The work Channel 4 has already carried out on the digital first policy and the promotion of All4 as a video-on-demand service has gone some way to creating a free-to-air PSB streaming service.

 

Its work in embedding inclusion in its programme-making and talent development has played an important role in opening the sector to a greater diversity of talent, including Black, Asian and minority ethnic and disabled, and helping ensure that UK broadcasting reflects the audiences it serves.

 

Allowing independent production companies to retain rights has enabled them to invest back into developing those businesses at locations across the UK and create an export market for format sales.

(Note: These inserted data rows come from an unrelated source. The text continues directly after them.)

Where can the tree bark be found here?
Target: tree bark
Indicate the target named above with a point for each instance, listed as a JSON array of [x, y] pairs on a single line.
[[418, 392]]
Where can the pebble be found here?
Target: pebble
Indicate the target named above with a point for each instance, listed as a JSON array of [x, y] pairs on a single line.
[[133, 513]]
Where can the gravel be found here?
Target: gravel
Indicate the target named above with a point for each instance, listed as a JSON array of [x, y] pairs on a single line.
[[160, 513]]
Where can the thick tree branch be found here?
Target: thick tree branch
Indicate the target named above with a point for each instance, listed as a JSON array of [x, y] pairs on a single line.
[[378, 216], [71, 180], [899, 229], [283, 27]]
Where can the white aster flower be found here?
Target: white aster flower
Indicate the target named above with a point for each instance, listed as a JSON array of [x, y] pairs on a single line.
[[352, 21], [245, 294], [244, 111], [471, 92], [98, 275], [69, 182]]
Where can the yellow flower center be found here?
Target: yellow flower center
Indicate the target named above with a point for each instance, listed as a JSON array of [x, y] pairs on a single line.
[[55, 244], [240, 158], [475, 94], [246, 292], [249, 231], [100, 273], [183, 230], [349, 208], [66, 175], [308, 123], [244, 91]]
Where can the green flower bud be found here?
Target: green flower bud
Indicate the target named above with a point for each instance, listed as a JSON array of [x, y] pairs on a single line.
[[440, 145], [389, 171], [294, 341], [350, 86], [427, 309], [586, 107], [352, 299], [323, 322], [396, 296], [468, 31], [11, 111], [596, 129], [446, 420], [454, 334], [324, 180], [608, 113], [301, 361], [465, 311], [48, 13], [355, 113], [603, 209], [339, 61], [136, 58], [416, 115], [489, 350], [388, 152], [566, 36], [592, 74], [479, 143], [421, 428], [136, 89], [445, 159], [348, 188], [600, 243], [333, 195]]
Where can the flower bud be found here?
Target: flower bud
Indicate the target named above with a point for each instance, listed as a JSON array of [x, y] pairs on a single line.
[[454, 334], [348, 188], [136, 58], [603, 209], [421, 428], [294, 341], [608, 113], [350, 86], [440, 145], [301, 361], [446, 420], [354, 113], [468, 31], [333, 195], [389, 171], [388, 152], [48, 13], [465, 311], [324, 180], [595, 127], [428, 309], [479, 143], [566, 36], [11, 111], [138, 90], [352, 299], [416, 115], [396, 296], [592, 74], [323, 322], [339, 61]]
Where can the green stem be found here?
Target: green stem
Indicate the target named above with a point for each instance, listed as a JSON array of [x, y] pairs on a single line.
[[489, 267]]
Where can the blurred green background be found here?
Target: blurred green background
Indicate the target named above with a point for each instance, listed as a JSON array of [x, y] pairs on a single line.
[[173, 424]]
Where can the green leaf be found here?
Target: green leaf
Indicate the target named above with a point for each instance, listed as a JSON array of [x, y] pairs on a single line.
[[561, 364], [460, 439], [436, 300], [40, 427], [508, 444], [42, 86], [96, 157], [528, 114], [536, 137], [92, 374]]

Although those businesses are now less reliant on income from the UK PSBs, it remains significant.

This strong domestic content production base is also an important magnet in attracting and continuing to attract inward investment.

 

Film4 (alongside the BFI and BBC Film) also plays an important role in the creative and commercial life of UK film production and the cultural life of UK audiences, including in telling distinctive and original stories with award-winning success.

 

We see all these as part of the value of Channel 4 to the UK screen ecosystem.

It is hard to gauge what would happen regarding skills and training, and the impact in the nations and regions, under any changes to remit and ownership, but the current commitment is significant and should not be under-valued.